- Directed by: Mapuia Chawngthu
- Written by: C. Lalengkima
- Starring: Alex Lalchhuankima Zoremsangi Hnamte
- Edited by: Mapuia Chawngthu
- Music by: Kima Chhangte Francis Sena Pro Scores
- Production company: Leitlang Pictures
- Release date: 23 August 2012;
- Running time: 122 minutes
- Country: India
- Language: Mizo

= Khawnglung Run =

Khawnglung Run (English: The Massacre of Khawnglung or The Raid of Khawnglung) is a 2012 Mizo-language action romantic epic film directed by Mapuia Chawngthu based on true events of the historical massacre of Khawnglung during 1856–1859. The Khawnglung village raid was one of the most famous and the greatest massacre in Mizo history.

==Cast==
- Alex Lalchhuankima as Chala
- Zoremsangi Hnamte as Thangi
- A.Zothanpuia
- David C.Lalrinawma
- Lalthakimi
- F. Zomuankima
- Lalnunmawia
- Ms-i
- R.Saptawna
- K.Rodingliana
- Joseph Lalnuntluanga
- Rohluzuala
- Lalropuii Pachuau
- CR.Laldingliani
- P.C. Lianmawia
- C.Laldinthara

==Production==
Filming began on 20 May 2010 and completed after three months.
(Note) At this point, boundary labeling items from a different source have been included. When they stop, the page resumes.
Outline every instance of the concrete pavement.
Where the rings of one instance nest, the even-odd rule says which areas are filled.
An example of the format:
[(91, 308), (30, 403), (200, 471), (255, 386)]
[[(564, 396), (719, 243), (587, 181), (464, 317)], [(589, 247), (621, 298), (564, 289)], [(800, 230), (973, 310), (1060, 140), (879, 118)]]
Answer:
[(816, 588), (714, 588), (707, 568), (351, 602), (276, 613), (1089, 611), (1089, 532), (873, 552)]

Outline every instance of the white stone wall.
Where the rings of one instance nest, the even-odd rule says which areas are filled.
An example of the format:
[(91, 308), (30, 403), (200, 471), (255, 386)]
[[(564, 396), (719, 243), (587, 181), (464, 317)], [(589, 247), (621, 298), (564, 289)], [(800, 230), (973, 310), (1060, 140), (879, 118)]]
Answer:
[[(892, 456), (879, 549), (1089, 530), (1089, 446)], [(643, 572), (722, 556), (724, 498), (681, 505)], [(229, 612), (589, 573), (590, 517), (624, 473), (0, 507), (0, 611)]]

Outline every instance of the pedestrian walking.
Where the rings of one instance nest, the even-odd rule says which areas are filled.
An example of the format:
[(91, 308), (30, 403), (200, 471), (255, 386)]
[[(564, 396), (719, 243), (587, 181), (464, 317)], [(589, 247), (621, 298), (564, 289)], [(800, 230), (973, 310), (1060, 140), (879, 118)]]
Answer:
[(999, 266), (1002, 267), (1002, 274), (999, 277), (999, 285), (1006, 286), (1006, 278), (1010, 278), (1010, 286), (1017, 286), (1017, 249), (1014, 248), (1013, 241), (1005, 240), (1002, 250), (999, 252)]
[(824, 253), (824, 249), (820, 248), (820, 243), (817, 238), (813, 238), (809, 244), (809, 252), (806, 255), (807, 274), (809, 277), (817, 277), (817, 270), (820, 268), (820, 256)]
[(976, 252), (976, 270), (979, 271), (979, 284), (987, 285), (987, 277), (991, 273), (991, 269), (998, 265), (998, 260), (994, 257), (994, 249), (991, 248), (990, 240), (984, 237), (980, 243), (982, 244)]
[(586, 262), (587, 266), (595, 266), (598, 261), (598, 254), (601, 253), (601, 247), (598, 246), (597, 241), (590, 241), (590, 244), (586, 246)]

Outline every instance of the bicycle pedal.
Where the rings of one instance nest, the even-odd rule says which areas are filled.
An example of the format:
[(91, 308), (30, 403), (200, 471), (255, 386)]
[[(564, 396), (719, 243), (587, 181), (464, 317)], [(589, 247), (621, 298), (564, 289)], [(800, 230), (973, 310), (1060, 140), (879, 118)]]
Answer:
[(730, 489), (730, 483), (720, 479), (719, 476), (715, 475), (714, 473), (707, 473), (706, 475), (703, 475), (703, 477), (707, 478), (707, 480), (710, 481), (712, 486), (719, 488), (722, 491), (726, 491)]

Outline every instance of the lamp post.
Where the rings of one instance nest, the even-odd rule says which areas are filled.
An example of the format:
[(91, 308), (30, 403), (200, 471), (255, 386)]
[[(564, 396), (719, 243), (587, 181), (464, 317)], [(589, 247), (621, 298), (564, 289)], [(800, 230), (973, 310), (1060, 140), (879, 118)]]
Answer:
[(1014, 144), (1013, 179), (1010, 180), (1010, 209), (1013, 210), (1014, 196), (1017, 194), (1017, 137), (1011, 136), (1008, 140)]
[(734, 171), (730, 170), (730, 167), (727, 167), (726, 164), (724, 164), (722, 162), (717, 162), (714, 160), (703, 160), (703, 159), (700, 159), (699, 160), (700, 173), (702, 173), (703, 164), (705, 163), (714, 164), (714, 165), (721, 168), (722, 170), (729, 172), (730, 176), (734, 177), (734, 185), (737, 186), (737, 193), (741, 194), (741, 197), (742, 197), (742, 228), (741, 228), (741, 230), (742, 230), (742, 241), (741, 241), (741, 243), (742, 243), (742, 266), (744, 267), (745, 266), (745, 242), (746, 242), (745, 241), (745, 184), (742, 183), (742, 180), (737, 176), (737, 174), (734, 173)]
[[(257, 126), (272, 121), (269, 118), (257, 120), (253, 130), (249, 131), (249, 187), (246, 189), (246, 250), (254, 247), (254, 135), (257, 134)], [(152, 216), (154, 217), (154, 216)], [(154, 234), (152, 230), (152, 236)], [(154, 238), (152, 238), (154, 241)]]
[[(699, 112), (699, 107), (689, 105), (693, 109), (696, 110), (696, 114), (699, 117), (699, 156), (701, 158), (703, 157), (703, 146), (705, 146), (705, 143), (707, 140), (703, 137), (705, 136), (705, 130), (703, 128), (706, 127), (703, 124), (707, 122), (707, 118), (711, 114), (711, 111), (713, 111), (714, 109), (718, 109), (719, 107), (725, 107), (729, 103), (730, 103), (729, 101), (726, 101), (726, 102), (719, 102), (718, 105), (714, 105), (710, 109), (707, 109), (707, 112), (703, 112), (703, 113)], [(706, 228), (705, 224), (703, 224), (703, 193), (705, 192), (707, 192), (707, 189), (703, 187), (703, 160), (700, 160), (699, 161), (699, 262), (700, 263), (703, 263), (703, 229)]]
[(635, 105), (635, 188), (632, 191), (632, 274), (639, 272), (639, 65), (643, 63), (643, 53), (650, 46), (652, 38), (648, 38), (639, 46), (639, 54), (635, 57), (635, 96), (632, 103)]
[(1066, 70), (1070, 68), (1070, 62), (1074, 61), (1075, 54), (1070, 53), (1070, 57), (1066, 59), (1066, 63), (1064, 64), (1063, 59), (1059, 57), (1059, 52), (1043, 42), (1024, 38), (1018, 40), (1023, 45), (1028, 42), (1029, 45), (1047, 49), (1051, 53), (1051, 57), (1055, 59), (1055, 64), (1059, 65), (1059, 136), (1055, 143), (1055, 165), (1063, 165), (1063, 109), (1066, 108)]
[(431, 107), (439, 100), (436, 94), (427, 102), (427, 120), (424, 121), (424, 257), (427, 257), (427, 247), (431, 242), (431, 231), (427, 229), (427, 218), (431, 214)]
Major filming took place at Khawnglung Village set created on the top of Darkhuang Hill, Thenzawl, Tui Rihiau, Mat River, Nghasih Valley, Kawmzawl, Zohnuai High School compound and Pukthiang. Although filming was completed early, the processing took almost two years.

==Soundtrack==
A music video on the original sound track 'Khawnglung Run' was released on 27 May 2012. The song was performed by C.Lalruatkima, music by Kima Chhangte and composed by LT Muana Khiangte.